Good news that our collaboration with William Atiomo, Dave Barratt and others has paid of and we have just had a paper published in Metabolomics:
Zeina Haoula, Srinivasarao Ravipati, Dov J. Stekel, Catharine A. Ortori, Charlie Hodgman, Clare Daykin, Nick Raine-Fenning, David A. Barrett and William Atiomo. 2014. Lipidomic analysis of plasma samples from women with polycystic ovary syndrome. Metabolomics DOI: 10.1007/s11306-014-0726-y.

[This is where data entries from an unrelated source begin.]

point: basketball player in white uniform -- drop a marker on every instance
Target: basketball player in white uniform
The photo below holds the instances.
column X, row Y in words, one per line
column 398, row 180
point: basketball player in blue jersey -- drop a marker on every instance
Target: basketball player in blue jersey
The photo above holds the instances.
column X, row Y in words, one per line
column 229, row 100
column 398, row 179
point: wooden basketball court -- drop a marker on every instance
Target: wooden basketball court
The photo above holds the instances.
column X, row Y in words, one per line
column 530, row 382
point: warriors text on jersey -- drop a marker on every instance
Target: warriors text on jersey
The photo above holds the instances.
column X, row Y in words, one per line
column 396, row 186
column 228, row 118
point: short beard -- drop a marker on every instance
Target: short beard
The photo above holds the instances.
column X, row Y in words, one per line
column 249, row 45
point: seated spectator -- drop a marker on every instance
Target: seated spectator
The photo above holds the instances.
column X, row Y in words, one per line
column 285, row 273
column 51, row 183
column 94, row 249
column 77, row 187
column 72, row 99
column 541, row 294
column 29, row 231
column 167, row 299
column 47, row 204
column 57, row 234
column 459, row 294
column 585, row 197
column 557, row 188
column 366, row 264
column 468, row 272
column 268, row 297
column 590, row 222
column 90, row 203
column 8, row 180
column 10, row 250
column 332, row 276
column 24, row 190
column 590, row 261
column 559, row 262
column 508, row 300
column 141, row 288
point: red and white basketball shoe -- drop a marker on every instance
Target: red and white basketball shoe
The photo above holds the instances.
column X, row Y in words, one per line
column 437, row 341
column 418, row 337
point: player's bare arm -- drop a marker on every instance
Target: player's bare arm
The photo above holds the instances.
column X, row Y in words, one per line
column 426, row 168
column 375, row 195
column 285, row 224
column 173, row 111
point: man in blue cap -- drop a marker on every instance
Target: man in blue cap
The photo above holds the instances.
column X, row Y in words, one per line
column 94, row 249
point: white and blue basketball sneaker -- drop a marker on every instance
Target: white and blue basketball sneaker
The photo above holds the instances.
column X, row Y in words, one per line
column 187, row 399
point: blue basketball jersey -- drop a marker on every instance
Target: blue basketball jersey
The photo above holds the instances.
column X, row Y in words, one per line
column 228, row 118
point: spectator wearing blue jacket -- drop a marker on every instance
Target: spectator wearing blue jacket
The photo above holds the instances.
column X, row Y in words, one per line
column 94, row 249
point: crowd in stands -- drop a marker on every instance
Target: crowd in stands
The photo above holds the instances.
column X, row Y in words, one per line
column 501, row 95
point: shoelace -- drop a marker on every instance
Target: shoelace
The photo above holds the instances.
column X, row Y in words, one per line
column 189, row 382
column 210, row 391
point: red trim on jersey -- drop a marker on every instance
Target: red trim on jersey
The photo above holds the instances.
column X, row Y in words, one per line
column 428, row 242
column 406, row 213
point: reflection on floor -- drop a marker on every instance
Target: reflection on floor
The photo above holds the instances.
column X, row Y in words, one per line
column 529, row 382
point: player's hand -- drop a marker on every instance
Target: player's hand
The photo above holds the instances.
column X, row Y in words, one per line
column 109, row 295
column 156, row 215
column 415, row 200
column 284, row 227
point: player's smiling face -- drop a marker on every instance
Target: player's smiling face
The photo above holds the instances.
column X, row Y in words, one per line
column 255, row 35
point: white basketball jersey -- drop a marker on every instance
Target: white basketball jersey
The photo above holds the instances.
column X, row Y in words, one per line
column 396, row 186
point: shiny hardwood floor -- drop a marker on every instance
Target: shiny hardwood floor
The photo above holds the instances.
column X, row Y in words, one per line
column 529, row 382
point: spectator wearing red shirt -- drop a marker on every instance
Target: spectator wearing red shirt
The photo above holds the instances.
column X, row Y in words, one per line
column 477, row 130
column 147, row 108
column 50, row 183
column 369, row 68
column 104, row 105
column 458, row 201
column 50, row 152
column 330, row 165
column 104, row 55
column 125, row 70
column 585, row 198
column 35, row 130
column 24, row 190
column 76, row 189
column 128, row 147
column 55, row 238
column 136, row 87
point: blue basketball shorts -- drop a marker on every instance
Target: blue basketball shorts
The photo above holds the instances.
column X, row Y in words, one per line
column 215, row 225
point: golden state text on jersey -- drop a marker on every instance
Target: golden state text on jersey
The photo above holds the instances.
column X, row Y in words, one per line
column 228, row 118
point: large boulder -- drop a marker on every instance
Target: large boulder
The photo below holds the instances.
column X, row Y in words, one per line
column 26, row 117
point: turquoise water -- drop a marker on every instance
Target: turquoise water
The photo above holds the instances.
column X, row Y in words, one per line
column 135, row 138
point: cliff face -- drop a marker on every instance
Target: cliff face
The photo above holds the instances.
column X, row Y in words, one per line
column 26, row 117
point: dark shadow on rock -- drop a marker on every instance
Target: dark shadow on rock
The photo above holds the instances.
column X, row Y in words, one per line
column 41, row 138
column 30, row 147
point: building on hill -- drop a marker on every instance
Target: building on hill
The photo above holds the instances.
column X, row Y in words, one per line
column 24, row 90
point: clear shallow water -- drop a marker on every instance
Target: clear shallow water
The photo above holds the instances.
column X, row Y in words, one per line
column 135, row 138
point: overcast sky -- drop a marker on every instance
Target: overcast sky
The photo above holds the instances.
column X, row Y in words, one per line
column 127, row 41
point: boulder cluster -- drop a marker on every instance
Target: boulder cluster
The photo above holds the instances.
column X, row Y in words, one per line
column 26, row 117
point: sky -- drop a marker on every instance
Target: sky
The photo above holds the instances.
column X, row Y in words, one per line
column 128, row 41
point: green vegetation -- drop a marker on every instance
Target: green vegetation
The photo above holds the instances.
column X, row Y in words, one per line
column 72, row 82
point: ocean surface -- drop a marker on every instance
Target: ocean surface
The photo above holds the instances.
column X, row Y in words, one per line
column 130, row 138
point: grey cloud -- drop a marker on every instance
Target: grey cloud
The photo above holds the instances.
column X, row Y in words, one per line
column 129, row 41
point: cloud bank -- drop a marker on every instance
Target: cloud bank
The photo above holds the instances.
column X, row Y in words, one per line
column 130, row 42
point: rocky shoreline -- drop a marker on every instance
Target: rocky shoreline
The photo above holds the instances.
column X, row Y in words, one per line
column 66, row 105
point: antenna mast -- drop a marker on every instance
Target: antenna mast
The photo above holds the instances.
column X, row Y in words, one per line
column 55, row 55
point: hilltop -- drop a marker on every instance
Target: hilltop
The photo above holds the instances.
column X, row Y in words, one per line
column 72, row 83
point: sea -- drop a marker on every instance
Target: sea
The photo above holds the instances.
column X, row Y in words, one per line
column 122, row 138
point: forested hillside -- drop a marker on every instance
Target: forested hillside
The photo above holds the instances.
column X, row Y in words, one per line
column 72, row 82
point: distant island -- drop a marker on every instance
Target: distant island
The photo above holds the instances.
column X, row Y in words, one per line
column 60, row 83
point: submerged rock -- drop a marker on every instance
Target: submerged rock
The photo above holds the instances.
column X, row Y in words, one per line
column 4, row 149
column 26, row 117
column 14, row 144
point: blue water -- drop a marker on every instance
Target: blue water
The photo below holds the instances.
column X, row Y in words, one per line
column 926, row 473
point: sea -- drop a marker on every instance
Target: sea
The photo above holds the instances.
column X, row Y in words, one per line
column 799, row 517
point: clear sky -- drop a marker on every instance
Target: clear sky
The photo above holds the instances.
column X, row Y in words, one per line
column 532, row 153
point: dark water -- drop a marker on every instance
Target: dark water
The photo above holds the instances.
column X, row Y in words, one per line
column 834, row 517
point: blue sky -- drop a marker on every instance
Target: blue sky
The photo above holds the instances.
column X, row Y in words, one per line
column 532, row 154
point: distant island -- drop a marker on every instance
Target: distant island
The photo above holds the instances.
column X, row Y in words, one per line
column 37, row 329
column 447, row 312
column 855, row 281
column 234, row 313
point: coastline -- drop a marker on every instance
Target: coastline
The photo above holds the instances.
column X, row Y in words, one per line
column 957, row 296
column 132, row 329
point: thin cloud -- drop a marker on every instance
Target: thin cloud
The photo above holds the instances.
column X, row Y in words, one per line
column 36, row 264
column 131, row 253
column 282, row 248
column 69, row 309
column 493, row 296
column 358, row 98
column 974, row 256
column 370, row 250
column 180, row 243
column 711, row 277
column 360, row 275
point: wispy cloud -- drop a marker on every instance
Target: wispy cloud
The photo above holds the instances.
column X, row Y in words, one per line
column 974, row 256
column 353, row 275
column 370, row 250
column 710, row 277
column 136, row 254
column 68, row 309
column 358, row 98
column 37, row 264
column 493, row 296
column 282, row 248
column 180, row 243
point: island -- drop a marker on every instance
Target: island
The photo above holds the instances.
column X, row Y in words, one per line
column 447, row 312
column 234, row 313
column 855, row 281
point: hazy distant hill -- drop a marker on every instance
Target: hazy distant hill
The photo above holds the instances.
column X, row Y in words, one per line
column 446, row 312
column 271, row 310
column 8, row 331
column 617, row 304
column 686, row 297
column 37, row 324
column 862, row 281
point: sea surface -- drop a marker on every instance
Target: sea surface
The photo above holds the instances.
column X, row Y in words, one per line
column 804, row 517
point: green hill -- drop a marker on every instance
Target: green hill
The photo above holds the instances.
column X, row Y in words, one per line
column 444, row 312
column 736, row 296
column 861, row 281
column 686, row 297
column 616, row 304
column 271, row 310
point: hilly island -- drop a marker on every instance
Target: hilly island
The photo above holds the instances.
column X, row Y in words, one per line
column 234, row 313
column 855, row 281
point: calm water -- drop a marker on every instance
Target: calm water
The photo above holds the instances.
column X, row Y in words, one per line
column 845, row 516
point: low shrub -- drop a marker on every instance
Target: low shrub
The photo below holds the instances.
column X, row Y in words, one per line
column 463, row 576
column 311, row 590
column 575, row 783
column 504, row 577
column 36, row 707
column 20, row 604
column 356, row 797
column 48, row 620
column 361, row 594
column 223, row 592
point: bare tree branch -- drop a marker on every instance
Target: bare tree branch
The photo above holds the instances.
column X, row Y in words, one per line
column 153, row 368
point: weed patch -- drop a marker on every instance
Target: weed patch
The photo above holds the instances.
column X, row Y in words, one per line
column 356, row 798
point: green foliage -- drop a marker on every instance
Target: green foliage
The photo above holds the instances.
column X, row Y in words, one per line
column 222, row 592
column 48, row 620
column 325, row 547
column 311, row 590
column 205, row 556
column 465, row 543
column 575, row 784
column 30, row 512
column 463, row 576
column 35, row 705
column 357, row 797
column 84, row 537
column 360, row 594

Polycystic ovary syndrome (PCOS) is a common disorder affecting between 5 and 18 % of females of reproductive age and can be diagnosed based on a combination of clinical, ultrasound and biochemical features, none of which on its own is diagnostic. A lipidomic approach using liquid chromatography coupled with accurate mass high-resolution mass-spectrometry (LC-HRMS) was used to investigate if there were any differences in plasma lipidomic profiles in women with PCOS compared with control women at different stages of menstrual cycle. Plasma samples from 40 women with PCOS and 40 controls aged between 18 and 40 years were analysed in combination with multivariate statistical analyses. Multivariate data analysis (LASSO regression and OPLS-DA) of the sample lipidomics datasets showed a weak prediction model for PCOS versus control samples from the follicular and mid-cycle phases of the menstrual cycle, but a stronger model (specificity 85 % and sensitivity 95 %) for PCOS versus the luteal phase menstrual cycle controls. The PCOS vs luteal phase model showed increased levels of plasma triglycerides and sphingomyelins and decreased levels of lysophosphatidylcholines and phosphatidylethanolamines in PCOS women compared with controls. Lipid biomarkers of PCOS were tentatively identified which may be useful in distinguishing PCOS from controls especially when performed during the menstrual cycle luteal phase.
My contribution was to carry out Lasso regression as an additional supervised machine learning technique to the OPLS-DA carried out by Srini. It was actually a fair bit of work in the end. Interestingly, people in metabolomics do tend to use PLS based approaches to classification/supervised learning, regardless the wide range of options available for such tasks. Separately from this paper, Anna Swan carried out analyses of the data from this paper using many different classifiation algorithms in Weka to see if any were clearly better than any others, or if an ensemble of different algorithms could give better results, but she found nothing better than the results reported in this paper.